Image Metadata

Unstable API 0.10.0 @project-lakechain/image-metadata-extractor

The image metadata extractor enriches document metadata with specific information about input images, such as their dimensions, dominant color, orientation, EXIF tags, and more. Those metadata can then be later used by subsequent middlewares in the pipeline, or stored in a database.

📷 Extracting Metadata

To use this middleware, you import it in your CDK stack and instantiate it as part of a pipeline.

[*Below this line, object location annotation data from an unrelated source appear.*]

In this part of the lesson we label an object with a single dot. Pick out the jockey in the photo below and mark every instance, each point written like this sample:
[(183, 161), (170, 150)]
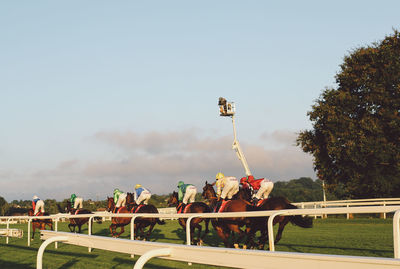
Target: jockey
[(37, 204), (263, 185), (186, 192), (119, 198), (141, 195), (76, 201), (226, 186)]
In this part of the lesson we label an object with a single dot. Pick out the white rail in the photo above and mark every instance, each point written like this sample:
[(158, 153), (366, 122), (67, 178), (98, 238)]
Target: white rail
[(272, 214), (215, 256)]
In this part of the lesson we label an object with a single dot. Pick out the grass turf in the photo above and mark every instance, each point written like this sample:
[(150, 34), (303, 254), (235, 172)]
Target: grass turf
[(358, 237)]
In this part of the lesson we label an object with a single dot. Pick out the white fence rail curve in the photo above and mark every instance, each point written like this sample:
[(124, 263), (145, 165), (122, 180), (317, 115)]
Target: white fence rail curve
[(214, 256), (271, 214)]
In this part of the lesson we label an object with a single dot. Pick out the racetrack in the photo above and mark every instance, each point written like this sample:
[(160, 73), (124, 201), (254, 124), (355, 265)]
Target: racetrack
[(358, 237)]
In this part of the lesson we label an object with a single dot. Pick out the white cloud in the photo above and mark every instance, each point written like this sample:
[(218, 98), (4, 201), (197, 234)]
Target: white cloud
[(158, 161)]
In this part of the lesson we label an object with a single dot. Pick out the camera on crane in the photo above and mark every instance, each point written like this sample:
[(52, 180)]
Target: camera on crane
[(226, 108)]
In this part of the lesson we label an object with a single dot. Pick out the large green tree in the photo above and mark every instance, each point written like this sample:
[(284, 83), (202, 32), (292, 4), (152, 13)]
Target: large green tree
[(355, 140)]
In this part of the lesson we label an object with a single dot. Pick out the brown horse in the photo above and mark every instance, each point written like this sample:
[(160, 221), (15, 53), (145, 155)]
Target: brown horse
[(224, 226), (260, 224), (276, 203), (196, 207), (117, 222), (39, 223), (73, 222), (142, 223)]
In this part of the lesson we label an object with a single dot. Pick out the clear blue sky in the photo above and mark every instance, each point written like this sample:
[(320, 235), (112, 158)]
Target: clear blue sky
[(102, 94)]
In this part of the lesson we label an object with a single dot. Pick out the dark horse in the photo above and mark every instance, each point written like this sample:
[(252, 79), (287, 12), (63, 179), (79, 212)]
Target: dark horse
[(196, 207), (260, 224), (73, 222), (224, 226), (117, 222), (142, 223), (40, 223)]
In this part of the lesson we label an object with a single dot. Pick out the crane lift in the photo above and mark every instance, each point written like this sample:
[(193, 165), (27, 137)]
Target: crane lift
[(227, 109)]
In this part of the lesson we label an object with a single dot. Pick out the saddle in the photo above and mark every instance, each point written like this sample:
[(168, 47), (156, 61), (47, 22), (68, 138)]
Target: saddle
[(221, 208), (182, 208), (136, 209)]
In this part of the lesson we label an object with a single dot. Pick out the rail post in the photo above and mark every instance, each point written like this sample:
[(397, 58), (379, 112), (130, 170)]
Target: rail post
[(396, 234), (90, 230), (271, 229), (29, 231), (56, 228), (8, 227), (188, 239)]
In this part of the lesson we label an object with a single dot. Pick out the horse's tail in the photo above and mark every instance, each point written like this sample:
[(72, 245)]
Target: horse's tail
[(304, 222), (161, 222), (60, 209)]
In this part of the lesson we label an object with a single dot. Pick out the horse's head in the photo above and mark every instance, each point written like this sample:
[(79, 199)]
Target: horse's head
[(208, 191), (129, 198), (110, 204), (173, 199), (244, 194), (30, 212), (69, 206)]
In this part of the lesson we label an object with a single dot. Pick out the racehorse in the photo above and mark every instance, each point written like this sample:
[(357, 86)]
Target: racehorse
[(196, 207), (39, 223), (142, 223), (117, 222), (224, 226), (273, 203), (73, 222)]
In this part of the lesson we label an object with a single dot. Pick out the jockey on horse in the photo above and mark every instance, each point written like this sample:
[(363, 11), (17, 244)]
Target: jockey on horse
[(119, 198), (76, 201), (186, 192), (226, 188), (37, 204), (263, 187), (141, 195)]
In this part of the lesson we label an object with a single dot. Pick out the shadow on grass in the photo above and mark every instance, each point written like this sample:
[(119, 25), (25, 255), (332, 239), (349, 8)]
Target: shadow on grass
[(69, 264), (53, 251), (299, 248), (4, 264)]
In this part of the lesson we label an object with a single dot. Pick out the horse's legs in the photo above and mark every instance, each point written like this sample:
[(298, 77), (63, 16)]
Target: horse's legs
[(197, 226), (282, 225), (206, 221), (147, 236), (33, 230), (223, 234), (236, 230), (111, 229)]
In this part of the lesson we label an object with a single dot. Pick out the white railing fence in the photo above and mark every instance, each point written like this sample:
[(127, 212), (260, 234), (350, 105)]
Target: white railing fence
[(270, 214), (214, 256)]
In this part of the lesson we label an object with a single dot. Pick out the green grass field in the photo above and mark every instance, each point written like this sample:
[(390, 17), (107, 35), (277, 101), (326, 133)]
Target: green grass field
[(359, 237)]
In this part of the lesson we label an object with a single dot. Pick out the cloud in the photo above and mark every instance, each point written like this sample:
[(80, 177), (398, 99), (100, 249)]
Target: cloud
[(158, 161)]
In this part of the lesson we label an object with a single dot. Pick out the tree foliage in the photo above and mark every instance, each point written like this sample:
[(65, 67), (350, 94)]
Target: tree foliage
[(303, 189), (355, 140)]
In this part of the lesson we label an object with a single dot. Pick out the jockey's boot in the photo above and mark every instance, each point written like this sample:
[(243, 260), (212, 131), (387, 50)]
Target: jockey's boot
[(255, 201), (218, 205)]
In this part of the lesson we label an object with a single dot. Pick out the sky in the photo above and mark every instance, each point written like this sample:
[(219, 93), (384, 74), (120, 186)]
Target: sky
[(97, 95)]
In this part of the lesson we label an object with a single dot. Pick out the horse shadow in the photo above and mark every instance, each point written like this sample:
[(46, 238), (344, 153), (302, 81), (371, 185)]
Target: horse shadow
[(211, 239)]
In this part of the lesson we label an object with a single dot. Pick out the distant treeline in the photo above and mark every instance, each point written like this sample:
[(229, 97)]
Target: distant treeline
[(303, 189)]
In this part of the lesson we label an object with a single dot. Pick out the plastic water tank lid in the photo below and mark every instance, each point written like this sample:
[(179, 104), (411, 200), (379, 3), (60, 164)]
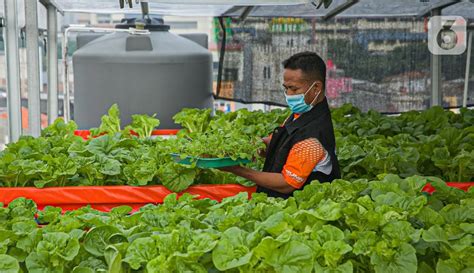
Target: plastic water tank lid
[(148, 24)]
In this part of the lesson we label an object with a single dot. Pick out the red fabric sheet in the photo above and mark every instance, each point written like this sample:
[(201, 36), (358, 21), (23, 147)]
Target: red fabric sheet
[(161, 132), (460, 185), (104, 198)]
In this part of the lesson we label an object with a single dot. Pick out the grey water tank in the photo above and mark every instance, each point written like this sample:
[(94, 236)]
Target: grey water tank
[(144, 74)]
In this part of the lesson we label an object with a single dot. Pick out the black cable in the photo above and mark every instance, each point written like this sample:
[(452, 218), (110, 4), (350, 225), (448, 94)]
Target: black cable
[(221, 57)]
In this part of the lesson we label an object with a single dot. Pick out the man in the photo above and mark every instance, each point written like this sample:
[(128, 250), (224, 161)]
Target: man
[(303, 148)]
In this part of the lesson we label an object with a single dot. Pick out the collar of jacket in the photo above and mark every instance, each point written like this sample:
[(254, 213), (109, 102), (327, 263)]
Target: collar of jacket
[(318, 111)]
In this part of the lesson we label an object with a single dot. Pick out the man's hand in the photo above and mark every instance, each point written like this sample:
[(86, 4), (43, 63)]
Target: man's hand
[(262, 152), (273, 181), (230, 169)]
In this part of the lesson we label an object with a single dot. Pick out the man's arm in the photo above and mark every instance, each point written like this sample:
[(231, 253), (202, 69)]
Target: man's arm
[(273, 181)]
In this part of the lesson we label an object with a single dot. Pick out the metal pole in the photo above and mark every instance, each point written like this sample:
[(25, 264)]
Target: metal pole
[(32, 57), (52, 64), (13, 70), (468, 67), (436, 94)]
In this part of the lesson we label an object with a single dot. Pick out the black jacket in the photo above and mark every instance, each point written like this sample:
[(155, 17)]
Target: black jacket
[(317, 124)]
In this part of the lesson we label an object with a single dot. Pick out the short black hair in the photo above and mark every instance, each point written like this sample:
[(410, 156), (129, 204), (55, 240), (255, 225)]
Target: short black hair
[(310, 63)]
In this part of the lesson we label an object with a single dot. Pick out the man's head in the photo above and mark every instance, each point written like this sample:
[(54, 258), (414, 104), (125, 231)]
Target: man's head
[(305, 72)]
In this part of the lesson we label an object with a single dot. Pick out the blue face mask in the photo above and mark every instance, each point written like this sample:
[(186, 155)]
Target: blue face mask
[(297, 104)]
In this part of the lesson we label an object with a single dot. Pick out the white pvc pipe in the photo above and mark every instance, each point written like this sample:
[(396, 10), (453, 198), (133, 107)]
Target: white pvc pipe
[(13, 70), (468, 67), (33, 67), (52, 64)]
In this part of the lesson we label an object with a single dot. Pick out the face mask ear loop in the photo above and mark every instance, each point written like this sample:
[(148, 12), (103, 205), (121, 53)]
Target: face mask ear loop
[(316, 95)]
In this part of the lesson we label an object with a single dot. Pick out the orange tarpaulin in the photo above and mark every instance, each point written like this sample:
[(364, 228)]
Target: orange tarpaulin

import { ImageMetadataExtractor } from '@project-lakechain/image-metadata-extractor';
import { CacheStorage } from '@project-lakechain/core';

class Stack extends cdk.Stack {
  constructor(scope: cdk.Construct, id: string) {
    const cache = new CacheStorage(this, 'Cache');

    // Extracts metadata from images.
    const imageMetadata = new ImageMetadataExtractor.Builder()
      .withScope(this)
      .withIdentifier('ImageMetadata')
      .withCacheStorage(cache)
      .withSource(source) // 👈 Specify a data source
      .build();
  }
}

📄 Output

The image metadata extraction middleware does not modify or alter source images in any way. It instead enriches the metadata of their document with captured information. Below is an example of metadata captured using this middleware.

💁 Click to expand example

{
  "specversion": "1.0",
  "id": "1780d5de-fd6f-4530-98d7-82ebee85ea39",
  "type": "document-created",
  "time": "2023-10-22T13:19:10.657Z",
  "data": {
      "chainId": "6ebf76e4-f70c-440c-98f9-3e3e7eb34c79",
      "source": {
          "url": "s3://bucket/image.png",
          "type": "image/png",
          "size": 245328,
          "etag": "1243cbd6cf145453c8b5519a2ada4779"
      },
      "document": {
          "url": "s3://bucket/image.png",
          "type": "image/png",
          "size": 245328,
          "etag": "1243cbd6cf145453c8b5519a2ada4779"
      },
      "metadata": {
        "authors": [
          "John Doe"
        ],
        "title": "A winter in San Francisco",
        "properties": {
          "kind": "image",
          "attrs": {
            "width": 1920,
            "height": 1080,
            "exif": {
              "Make": "Canon",
              "Model": "Canon EOS 5D Mark IV"
            }
          }
        }
      },
      "callStack": []
  }
}

🏗️ Architecture

This middleware runs within a Lambda compute based on the ARM64 architecture, and packages different libraries to extract the metadata of images.

Architecture

🏷️ Properties

Supported Inputs

Mime Type	Description
`image/gif`	GIF image
`image/jpeg`	JPEG image
`image/png`	PNG image
`image/tiff`	TIFF image
`image/webp`	WebP image
`image/avif`	AVIF image

Supported Outputs

Mime Type	Description
`image/gif`	GIF image
`image/jpeg`	JPEG image
`image/png`	PNG image
`image/tiff`	TIFF image
`image/webp`	WebP image
`image/avif`	AVIF image

Supported Compute Types

Type	Description
`CPU`	This middleware only supports CPU compute.

📖 Examples

Metadata Extraction Pipeline - Builds a simple metadata extraction pipeline.